To be sure, the rise of social media will trigger structural changes at many nonprofit organizations, panelists agreed. "Organizations as we knew them are dead," said Verclas, co-founder of MobileActive.org, when asked to come up with a quick phrase summarizing the impact of this so-called Web 2.0 on philanthropy. Elaborating, Verclas said social media are so powerfully reshaping the way people organize themselves into groups for change, that not only do nonprofits need to manage donors differently—they also must rethink the way they manage themselves.

For more on the push by some nonprofits to use crowdsourcing and other forms of social engagement to boost support in this flagging economy, see my story on MSNBC.com, the first in a series I'm producing to explore the rise of social media and their influence on the nonprofit sector during the current economic downturn.

One final note: Worries about the future of philanthropy similarly dominated the conversation at a private book party hosted tonight by Economist North America Publisher Paul Rossi to celebrate the September 30 release of U.S. Editor Matthew Bishop's new book about America's new class of philanthropic billionaires, Philanthrocapitalism: How the Rich Can Save the World.
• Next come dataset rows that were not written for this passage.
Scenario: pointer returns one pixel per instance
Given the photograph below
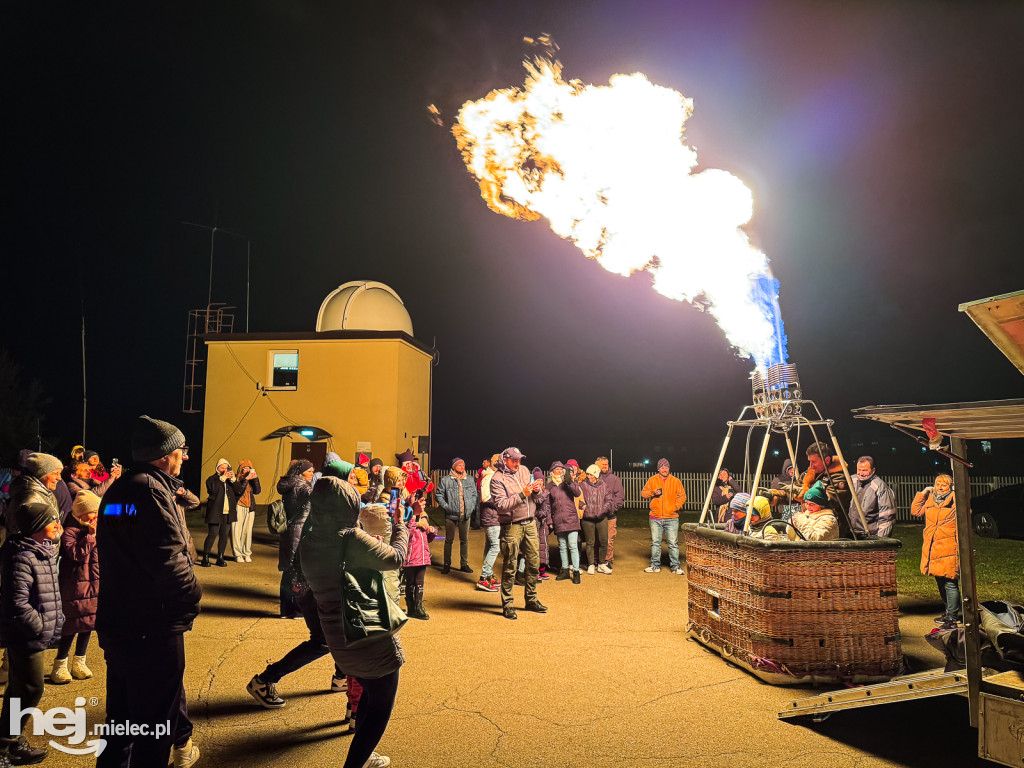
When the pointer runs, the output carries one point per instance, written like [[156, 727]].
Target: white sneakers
[[184, 757], [79, 671], [59, 674]]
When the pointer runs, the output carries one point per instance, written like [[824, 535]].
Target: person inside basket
[[816, 521], [737, 508], [827, 471]]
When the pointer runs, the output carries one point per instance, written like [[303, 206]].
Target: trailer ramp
[[904, 688]]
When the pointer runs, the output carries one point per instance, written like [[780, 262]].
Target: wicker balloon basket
[[796, 612]]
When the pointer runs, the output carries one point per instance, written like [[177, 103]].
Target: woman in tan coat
[[939, 555]]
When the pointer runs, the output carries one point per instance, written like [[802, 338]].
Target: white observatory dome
[[364, 305]]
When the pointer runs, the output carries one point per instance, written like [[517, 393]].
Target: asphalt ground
[[606, 679]]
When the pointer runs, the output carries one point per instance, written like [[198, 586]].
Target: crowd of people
[[60, 521]]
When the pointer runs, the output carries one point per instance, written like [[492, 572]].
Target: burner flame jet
[[608, 168]]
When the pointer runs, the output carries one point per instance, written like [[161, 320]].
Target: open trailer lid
[[987, 420], [1001, 320]]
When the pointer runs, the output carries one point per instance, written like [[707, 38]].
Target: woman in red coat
[[79, 588]]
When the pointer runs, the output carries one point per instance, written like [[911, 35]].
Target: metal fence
[[696, 483]]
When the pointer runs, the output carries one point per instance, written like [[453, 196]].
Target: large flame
[[607, 167]]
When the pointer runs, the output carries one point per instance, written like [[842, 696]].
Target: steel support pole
[[969, 587], [718, 468], [757, 476]]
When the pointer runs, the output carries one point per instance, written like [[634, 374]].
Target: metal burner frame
[[778, 408]]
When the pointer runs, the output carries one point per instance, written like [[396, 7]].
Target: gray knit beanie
[[42, 464], [154, 439]]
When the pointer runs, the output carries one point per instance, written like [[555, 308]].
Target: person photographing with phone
[[223, 492], [512, 494], [242, 528]]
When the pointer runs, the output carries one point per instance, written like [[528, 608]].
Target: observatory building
[[359, 383]]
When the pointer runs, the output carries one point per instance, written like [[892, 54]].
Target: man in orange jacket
[[667, 497]]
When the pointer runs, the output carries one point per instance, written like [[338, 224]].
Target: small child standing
[[30, 620], [79, 588], [421, 532]]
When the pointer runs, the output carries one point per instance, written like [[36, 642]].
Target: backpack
[[276, 518]]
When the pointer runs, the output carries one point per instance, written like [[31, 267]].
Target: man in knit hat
[[34, 487], [667, 497], [148, 598], [616, 498], [457, 496]]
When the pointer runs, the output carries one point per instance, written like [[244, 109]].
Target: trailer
[[996, 698]]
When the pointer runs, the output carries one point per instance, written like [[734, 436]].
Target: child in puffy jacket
[[79, 589], [30, 620], [421, 532]]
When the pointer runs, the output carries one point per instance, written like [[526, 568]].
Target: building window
[[284, 369]]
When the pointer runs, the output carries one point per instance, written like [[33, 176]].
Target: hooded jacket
[[783, 479], [488, 515], [596, 498], [666, 506], [508, 498], [614, 495], [79, 578], [939, 550], [76, 484], [559, 502], [27, 491], [329, 539], [252, 485], [216, 489], [30, 602], [146, 585], [448, 496], [878, 503]]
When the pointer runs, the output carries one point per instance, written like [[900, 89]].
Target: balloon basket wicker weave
[[796, 612]]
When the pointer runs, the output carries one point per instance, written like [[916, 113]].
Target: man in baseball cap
[[512, 489]]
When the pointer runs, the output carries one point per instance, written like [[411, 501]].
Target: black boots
[[414, 604]]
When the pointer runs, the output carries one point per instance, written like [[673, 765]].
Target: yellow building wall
[[359, 390]]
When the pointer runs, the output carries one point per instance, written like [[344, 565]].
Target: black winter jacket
[[215, 491], [146, 585], [295, 491], [30, 607]]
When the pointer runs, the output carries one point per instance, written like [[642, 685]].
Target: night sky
[[883, 142]]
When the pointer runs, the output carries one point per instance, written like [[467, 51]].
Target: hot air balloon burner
[[778, 408], [776, 393]]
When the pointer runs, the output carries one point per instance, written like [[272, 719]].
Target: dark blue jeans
[[143, 685], [306, 651], [949, 591]]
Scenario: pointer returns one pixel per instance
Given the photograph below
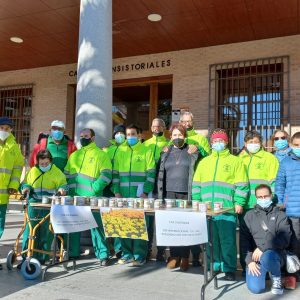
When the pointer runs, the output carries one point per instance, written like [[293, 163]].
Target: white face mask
[[4, 135], [253, 148]]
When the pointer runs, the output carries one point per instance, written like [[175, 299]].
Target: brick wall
[[190, 70]]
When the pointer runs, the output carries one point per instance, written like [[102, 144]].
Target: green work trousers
[[3, 208], [43, 237], [224, 243]]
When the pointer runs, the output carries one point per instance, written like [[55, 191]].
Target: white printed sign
[[174, 228], [70, 218]]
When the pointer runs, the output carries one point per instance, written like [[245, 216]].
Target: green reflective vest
[[222, 177], [11, 165], [44, 184], [88, 171], [262, 168], [133, 167]]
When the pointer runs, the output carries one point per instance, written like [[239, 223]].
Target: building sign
[[159, 64]]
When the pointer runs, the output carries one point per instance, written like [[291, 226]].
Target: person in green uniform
[[88, 172], [222, 177], [44, 179], [11, 165], [132, 169], [59, 145]]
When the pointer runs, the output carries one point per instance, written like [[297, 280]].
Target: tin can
[[202, 207], [157, 203], [208, 205], [94, 201], [67, 200], [195, 205]]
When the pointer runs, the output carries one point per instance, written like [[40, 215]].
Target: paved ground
[[89, 281]]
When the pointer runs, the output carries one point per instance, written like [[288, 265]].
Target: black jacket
[[266, 229], [161, 180]]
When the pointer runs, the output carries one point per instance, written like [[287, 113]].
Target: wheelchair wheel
[[11, 259], [33, 271]]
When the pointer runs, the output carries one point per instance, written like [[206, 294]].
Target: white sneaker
[[277, 288]]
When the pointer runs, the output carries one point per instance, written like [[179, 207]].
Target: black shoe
[[104, 262], [229, 276], [196, 263]]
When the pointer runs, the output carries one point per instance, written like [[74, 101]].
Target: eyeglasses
[[280, 138]]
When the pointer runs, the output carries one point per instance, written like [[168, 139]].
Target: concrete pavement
[[90, 281]]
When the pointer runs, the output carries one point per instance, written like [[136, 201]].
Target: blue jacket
[[287, 186]]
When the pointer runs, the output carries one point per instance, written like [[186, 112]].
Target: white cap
[[58, 123]]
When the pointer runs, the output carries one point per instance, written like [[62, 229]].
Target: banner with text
[[70, 218], [174, 228], [124, 223]]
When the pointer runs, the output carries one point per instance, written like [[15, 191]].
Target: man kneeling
[[266, 234]]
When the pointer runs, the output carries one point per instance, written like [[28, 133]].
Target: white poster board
[[70, 218], [176, 228]]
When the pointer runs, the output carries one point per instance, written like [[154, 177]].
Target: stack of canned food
[[139, 203]]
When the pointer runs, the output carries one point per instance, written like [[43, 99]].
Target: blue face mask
[[132, 140], [296, 151], [45, 169], [218, 146], [120, 138], [281, 144], [57, 134], [264, 203]]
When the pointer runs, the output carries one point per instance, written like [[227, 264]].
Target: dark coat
[[161, 173], [266, 229]]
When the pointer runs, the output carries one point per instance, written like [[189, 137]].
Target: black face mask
[[158, 133], [84, 142], [178, 142]]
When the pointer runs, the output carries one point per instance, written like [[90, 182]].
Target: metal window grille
[[247, 95], [16, 103]]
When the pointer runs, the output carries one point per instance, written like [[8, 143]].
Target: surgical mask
[[132, 140], [218, 146], [45, 169], [296, 151], [84, 142], [253, 148], [158, 133], [178, 142], [57, 134], [4, 135], [264, 203], [120, 138], [281, 144]]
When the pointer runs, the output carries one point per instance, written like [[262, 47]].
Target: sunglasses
[[280, 138]]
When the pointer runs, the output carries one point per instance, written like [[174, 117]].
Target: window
[[250, 95], [15, 103]]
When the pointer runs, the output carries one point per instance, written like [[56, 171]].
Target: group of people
[[187, 166]]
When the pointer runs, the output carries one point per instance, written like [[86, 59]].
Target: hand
[[62, 192], [238, 209], [25, 191], [253, 268], [257, 255], [11, 191], [192, 149]]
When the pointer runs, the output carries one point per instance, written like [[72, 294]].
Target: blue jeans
[[270, 261]]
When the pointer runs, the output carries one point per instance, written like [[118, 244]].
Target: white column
[[94, 70]]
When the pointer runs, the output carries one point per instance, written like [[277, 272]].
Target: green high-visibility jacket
[[194, 138], [156, 144], [132, 168], [262, 168], [88, 171], [11, 165], [44, 183], [221, 177]]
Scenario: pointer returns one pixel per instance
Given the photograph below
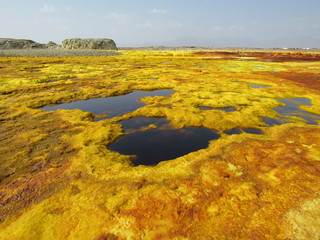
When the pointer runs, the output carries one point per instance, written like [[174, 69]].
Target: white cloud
[[68, 8], [216, 29], [47, 8], [159, 11], [120, 18], [236, 28]]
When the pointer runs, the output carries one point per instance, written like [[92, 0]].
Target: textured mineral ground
[[259, 179]]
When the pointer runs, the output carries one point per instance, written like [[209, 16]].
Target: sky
[[212, 23]]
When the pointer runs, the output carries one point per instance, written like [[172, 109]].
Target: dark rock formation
[[89, 43], [10, 43]]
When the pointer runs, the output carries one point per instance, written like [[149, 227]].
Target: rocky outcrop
[[10, 43], [89, 43]]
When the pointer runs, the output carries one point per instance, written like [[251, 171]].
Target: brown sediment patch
[[57, 173], [264, 56], [305, 79], [242, 194]]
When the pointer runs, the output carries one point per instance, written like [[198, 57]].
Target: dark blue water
[[112, 106], [152, 146]]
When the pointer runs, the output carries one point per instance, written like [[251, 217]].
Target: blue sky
[[221, 23]]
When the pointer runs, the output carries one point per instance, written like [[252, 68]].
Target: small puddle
[[112, 106], [246, 130], [163, 143], [253, 85], [292, 109]]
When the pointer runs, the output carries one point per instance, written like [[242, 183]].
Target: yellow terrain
[[59, 180]]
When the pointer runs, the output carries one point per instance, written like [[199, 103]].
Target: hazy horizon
[[209, 23]]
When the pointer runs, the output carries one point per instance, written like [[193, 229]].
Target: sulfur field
[[160, 145]]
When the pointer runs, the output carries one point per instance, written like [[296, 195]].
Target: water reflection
[[292, 109], [112, 106], [152, 146]]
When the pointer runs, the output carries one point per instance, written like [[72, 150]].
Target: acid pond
[[152, 140], [112, 106], [292, 112]]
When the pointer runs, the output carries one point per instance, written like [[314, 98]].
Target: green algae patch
[[59, 180]]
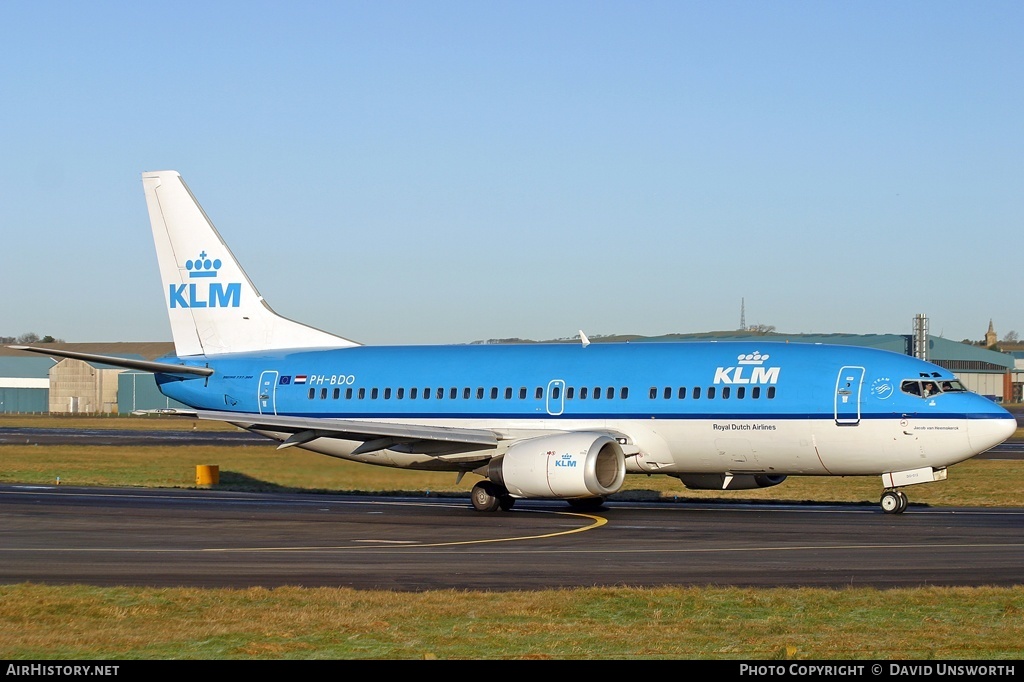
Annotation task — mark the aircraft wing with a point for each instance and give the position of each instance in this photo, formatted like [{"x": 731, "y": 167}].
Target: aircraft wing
[{"x": 441, "y": 441}]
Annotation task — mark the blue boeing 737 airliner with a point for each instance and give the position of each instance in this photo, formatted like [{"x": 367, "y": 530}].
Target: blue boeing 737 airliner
[{"x": 549, "y": 421}]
Co-authored by Michael Green, the book describes how these wealth titans are reshaping philanthropy, using big-business-style strategies and expecting results and accountability to match. Do these new giving powerhouses like Bill Gates, Bill Clinton, George Soros and others have too much power? Who holds them accountable, Bishop and Green ask—and, perhaps most urgently, will these leaders continue to give generously through the financial sector's meltdown?

Bishop, for his part, told guests assembled at The Campbell Apartment in Grand Central Station that the new climate on Wall Street will put the much-professed commitment of these new philanthrocapitalists to its first real test. "We'll know soon enough if this was just a hobby born of a company's or an individual's desire to burnish an image or whether today's activism represents the deep commitment to change that has been expressed these past years," Bishop said. Either way, Bishop added, "the rich will probably get richer, regardless"—and philanthropy, ever-more critical. Said Green: "The huge cost of bailing out the financial system will mean that the government will have far less to spend on everything else."

As if to emphasize that point, next door to the Harvard Club—where Bishop and I addressed side-by-side panels earlier in the day—someone put a sign made out of masking tape on the cornerstone of the old New York Trust building. Just beneath the chiseled granite that heralded the bank's founding in the late 1800s, the sign added the postscript: "Floundered, 2008."